What does this mean for development studies? My greatest fear is that the framework of institutional corporatism and funding models has undermined our ability to ask questions about what causes a problem. Poverty, hunger, vulnerability (to hazards or climate change) are not just ‘characteristics’ of different groups of people. But this is how they are increasingly portrayed, as with ‘lifting people out of poverty’, or ‘building resilience’. The SDGs (Sustainable Development Goals) say nothing about what is causing problems of poverty, ill-health, hunger, poor water and sanitation and so on. But these problems are largely the result of processes of exploitation and oppression that must be understood and explained. In earlier times, that is exactly what development studies was doing.[iii]

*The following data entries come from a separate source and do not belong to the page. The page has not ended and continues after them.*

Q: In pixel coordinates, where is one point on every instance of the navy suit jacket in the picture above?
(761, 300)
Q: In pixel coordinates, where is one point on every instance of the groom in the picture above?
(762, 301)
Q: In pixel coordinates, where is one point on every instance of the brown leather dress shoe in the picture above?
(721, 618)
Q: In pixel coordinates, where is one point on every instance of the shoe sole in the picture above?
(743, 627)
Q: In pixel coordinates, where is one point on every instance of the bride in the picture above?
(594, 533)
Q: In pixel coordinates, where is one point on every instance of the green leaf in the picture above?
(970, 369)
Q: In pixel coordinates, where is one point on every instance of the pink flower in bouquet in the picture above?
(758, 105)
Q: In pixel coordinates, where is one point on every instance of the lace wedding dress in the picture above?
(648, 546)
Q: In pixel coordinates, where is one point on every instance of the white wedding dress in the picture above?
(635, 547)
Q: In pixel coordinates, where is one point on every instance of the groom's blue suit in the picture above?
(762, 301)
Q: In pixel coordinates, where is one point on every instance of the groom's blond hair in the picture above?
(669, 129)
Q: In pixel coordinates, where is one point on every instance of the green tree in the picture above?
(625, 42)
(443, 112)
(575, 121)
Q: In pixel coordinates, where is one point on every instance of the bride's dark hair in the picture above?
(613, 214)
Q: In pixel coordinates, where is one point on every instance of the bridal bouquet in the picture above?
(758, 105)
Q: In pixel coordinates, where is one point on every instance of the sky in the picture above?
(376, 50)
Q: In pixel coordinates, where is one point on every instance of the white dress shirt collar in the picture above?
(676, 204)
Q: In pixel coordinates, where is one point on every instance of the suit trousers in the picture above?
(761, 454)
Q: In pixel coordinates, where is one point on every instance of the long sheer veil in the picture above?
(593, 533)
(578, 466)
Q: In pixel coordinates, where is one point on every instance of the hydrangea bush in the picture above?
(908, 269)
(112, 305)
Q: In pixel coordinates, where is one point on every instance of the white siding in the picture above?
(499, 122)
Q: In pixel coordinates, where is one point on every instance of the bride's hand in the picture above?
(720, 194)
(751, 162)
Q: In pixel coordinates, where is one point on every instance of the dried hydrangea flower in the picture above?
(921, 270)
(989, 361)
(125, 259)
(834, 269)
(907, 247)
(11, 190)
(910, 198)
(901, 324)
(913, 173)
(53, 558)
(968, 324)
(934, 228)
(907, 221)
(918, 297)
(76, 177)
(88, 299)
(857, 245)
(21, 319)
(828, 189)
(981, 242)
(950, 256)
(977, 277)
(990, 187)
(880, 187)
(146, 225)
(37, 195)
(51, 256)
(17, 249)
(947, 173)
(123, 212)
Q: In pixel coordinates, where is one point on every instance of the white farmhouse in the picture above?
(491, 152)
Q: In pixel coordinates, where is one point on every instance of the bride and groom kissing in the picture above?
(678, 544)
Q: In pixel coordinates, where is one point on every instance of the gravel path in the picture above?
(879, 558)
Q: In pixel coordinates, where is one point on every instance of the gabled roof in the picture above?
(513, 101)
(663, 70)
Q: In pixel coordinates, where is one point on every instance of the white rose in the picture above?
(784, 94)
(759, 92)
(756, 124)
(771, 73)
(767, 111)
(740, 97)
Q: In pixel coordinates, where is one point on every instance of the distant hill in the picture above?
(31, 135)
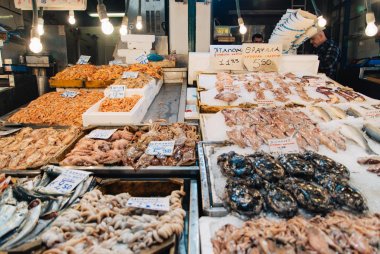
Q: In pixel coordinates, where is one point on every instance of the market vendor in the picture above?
(328, 54)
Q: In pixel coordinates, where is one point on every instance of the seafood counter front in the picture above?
(278, 162)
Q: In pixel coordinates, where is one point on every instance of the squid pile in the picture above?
(103, 223)
(281, 185)
(27, 207)
(338, 232)
(255, 127)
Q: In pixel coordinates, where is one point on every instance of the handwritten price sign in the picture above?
(261, 56)
(226, 57)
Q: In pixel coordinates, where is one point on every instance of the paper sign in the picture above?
(159, 204)
(101, 133)
(143, 59)
(69, 94)
(67, 181)
(261, 56)
(130, 74)
(7, 131)
(83, 59)
(116, 91)
(226, 57)
(283, 146)
(160, 148)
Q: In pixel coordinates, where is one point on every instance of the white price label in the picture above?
(69, 94)
(159, 204)
(283, 146)
(101, 133)
(67, 181)
(130, 74)
(160, 148)
(83, 59)
(7, 131)
(143, 59)
(116, 91)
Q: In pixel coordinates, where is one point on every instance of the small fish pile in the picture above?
(338, 232)
(311, 181)
(107, 224)
(255, 127)
(27, 208)
(31, 148)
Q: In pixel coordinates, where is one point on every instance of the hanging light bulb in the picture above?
(71, 17)
(371, 29)
(242, 27)
(124, 26)
(139, 23)
(322, 22)
(107, 26)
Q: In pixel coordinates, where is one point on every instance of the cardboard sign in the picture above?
(283, 146)
(158, 204)
(226, 57)
(261, 56)
(83, 59)
(160, 148)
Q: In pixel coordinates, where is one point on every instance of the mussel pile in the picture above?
(281, 185)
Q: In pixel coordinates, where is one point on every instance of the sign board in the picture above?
(261, 56)
(226, 57)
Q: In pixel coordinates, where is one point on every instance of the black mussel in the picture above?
(280, 201)
(296, 165)
(233, 164)
(244, 200)
(266, 167)
(309, 196)
(346, 197)
(325, 164)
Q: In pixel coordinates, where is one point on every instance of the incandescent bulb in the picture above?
(321, 21)
(35, 45)
(243, 29)
(371, 29)
(107, 27)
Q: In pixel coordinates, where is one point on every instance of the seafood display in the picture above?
(128, 146)
(103, 223)
(125, 104)
(338, 232)
(53, 109)
(31, 148)
(280, 185)
(28, 207)
(255, 127)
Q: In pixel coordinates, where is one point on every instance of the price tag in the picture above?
(143, 59)
(83, 59)
(67, 181)
(159, 204)
(130, 74)
(101, 133)
(261, 56)
(8, 131)
(160, 148)
(283, 146)
(226, 57)
(69, 94)
(116, 91)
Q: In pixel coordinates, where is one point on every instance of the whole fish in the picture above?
(321, 113)
(372, 131)
(355, 135)
(16, 220)
(27, 226)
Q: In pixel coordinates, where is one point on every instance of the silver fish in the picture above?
(372, 131)
(321, 113)
(355, 135)
(27, 226)
(16, 220)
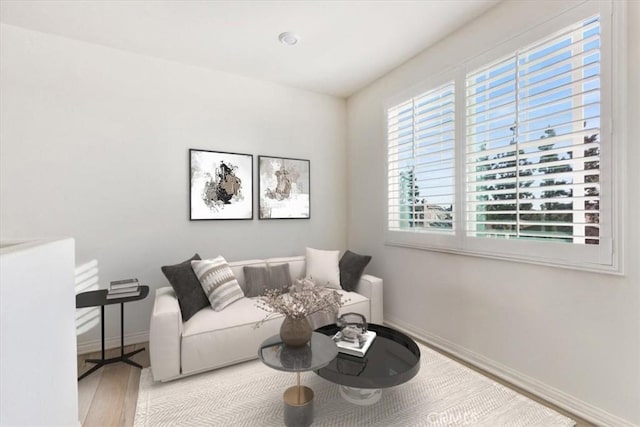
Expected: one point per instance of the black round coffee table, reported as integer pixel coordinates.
(393, 359)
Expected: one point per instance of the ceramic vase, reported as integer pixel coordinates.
(295, 332)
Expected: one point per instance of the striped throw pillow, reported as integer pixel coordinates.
(218, 281)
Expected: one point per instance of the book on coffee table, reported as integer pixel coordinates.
(358, 349)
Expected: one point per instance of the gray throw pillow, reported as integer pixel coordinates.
(256, 280)
(186, 285)
(279, 277)
(259, 279)
(351, 267)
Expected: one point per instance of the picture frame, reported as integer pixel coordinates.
(220, 185)
(284, 190)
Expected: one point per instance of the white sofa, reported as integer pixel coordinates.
(212, 339)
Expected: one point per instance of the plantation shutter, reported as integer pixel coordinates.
(533, 141)
(421, 162)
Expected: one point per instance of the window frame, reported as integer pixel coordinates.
(604, 257)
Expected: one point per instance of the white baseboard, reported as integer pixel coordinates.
(114, 342)
(538, 388)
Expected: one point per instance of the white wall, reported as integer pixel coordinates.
(94, 145)
(572, 336)
(37, 340)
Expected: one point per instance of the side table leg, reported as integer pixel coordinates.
(102, 330)
(122, 330)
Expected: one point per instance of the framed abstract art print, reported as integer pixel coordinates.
(221, 185)
(284, 188)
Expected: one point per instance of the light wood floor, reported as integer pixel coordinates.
(108, 396)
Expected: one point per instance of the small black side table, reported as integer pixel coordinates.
(99, 298)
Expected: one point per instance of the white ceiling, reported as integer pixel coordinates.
(344, 45)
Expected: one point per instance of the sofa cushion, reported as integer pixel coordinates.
(183, 280)
(351, 267)
(256, 280)
(218, 282)
(279, 277)
(322, 267)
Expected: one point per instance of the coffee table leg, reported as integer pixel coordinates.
(298, 405)
(360, 396)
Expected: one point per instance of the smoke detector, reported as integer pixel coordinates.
(289, 38)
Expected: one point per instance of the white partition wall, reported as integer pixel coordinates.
(38, 368)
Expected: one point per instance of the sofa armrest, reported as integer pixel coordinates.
(371, 287)
(165, 335)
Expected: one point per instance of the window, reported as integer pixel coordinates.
(421, 162)
(511, 157)
(533, 141)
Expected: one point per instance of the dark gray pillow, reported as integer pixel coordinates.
(191, 296)
(280, 277)
(351, 267)
(256, 280)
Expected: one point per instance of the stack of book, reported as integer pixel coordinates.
(123, 289)
(359, 348)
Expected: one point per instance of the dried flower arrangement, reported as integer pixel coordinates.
(304, 299)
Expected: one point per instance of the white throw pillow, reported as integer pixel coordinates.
(322, 267)
(218, 281)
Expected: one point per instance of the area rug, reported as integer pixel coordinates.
(444, 393)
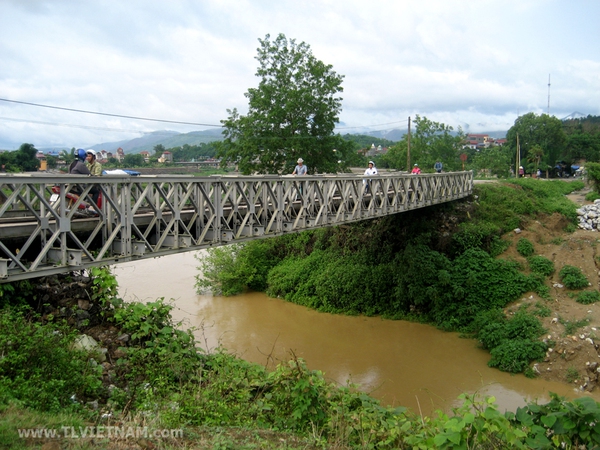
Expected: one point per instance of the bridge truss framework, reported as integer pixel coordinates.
(151, 216)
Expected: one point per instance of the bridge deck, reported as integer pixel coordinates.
(150, 216)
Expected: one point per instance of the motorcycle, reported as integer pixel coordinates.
(83, 207)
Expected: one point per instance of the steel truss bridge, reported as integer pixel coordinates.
(44, 232)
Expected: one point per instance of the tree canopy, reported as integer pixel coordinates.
(22, 160)
(291, 114)
(538, 133)
(431, 142)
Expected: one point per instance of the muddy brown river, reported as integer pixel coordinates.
(398, 362)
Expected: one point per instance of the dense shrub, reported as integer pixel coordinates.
(541, 265)
(478, 283)
(525, 247)
(572, 277)
(588, 297)
(39, 368)
(515, 355)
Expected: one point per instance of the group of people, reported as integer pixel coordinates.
(301, 169)
(86, 164)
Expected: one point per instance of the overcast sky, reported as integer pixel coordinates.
(477, 64)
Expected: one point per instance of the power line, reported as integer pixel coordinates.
(108, 114)
(85, 127)
(136, 118)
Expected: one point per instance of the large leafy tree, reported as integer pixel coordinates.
(535, 132)
(291, 114)
(22, 160)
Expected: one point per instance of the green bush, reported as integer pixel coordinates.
(525, 247)
(38, 367)
(541, 265)
(572, 277)
(515, 355)
(588, 297)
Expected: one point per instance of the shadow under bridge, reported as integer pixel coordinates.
(45, 229)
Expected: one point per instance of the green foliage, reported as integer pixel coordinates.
(544, 132)
(592, 170)
(560, 423)
(292, 113)
(38, 367)
(494, 160)
(525, 247)
(430, 142)
(572, 374)
(515, 355)
(133, 160)
(164, 354)
(18, 293)
(482, 235)
(571, 326)
(541, 265)
(572, 277)
(588, 297)
(541, 310)
(22, 160)
(512, 343)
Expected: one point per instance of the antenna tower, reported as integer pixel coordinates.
(548, 94)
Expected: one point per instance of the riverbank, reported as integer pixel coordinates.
(164, 380)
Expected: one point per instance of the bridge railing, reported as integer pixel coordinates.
(44, 229)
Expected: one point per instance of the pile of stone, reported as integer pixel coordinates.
(589, 216)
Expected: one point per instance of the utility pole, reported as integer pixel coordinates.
(548, 94)
(408, 148)
(518, 160)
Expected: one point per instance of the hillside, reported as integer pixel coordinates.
(166, 138)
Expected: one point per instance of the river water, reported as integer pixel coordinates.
(398, 362)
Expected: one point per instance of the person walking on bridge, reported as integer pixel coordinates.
(92, 164)
(78, 166)
(371, 170)
(300, 169)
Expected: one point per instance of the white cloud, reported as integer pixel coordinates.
(476, 64)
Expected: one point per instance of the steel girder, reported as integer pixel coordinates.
(45, 230)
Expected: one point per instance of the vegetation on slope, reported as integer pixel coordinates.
(162, 379)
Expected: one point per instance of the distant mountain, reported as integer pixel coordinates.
(397, 134)
(168, 139)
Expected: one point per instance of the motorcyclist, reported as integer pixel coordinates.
(92, 164)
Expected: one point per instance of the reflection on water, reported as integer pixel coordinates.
(401, 363)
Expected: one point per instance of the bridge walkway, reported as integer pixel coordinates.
(44, 232)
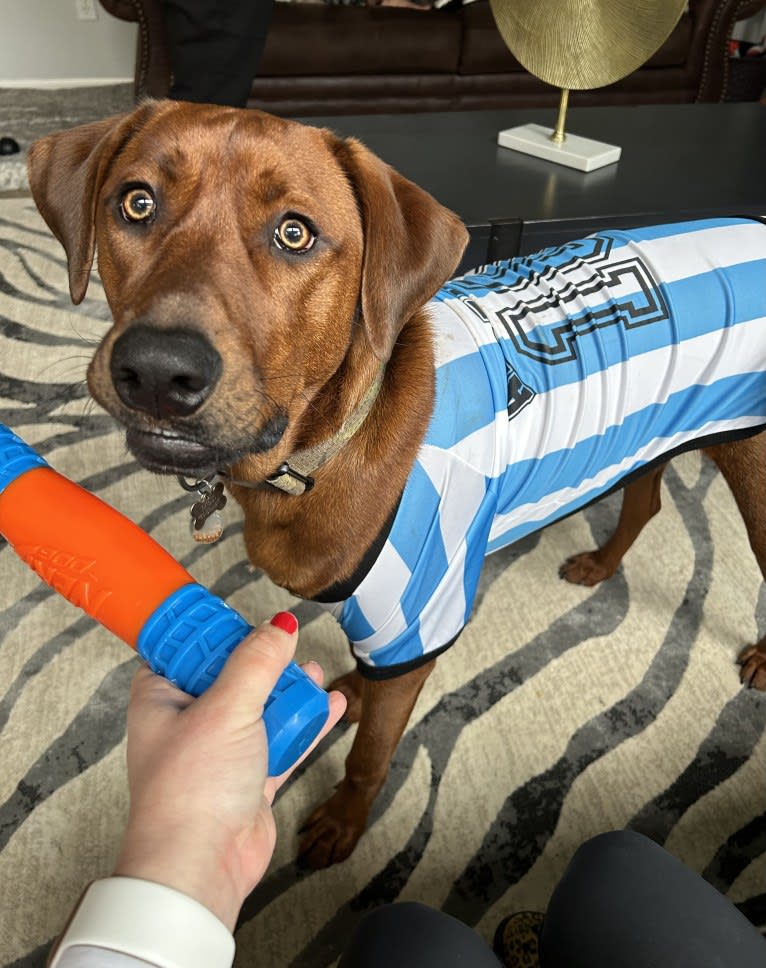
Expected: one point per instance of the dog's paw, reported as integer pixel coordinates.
(585, 569)
(752, 666)
(330, 833)
(351, 687)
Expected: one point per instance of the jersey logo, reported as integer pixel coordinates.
(591, 293)
(549, 310)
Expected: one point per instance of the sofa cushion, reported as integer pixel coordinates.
(316, 39)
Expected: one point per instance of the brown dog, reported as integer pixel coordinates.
(282, 266)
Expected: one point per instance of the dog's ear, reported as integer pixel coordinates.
(66, 171)
(412, 244)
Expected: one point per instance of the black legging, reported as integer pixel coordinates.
(215, 47)
(623, 901)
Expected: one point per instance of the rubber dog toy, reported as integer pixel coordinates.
(100, 561)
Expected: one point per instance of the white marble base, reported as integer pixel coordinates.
(575, 152)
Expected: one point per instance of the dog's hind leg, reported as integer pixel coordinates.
(743, 465)
(640, 502)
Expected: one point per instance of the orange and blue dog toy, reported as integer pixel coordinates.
(106, 565)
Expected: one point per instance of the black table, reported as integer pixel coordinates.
(678, 161)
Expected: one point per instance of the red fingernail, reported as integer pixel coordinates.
(285, 621)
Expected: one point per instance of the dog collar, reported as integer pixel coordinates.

Increasingly it is difficult to seek explanations for these problems: it is more awkward, and we cannot make ‘free’ choices to research them. Development studies institutions are now almost completely reliant on funding from governments and development banks. These institutions are often beneficiaries of the processes that are causing the problems, and have little desire to investigate their origins. The issues that we are ‘allowed’ to research often come ready-framed in ways that disguise the causes of the problems they supposedly address. NGOs are also sucked into this framework to ensure their funding pipeline is healthy, and have much less motivation than in the past to assess the power relationships that are involved in causing problems. This is very relevant for us in development studies, because we work a lot with international and local NGOs.

Bangladsh (87)
Source: The author

And a great deal of previous research is also largely ignored, because it is ‘awkward’: class analysis (which is a primary basis for understanding poverty and inequality) that was a significant source of explanation in the past (for example in relation to land tenure in much of Asia and Latin America) hardly gets a mention. Structural problems faced by women and girls are now dealt with through ‘female empowerment’. Donor conditionality on ‘gender’ expects development organizations to change oppressive male behaviour entrenched for centuries through projects that last just a few years. Vulnerability is addressed not by understanding what leads people to suffer from a natural hazard or climate change (processes related to class, gender, ethnicity, age and belief systems), but by focusing on technical fixes and not challenging the status quo.

In my work in Bangladesh, staff involved in adaptation or disaster risk reduction projects rarely discuss land tenure and landlessness as a cause of vulnerability. The donors and NGOs know that they cannot deal with the root causes and so engage in a game of mutual patronage to fulfil each short-term projects and then move on to the next (IFRC 2014 p.203). While these two related issues are more in the realm of NGO and DRR institutions, my argument is that development studies falls into similar traps. We are in danger of ignoring the processes within power systems that are the causes of many of the problems. When we are coerced and motivated to engage in research that comes with ready-made framings that discourage or make it difficult to identify what is causing a problem, do we become part of the problem rather than making arguments for what would be a proper solution?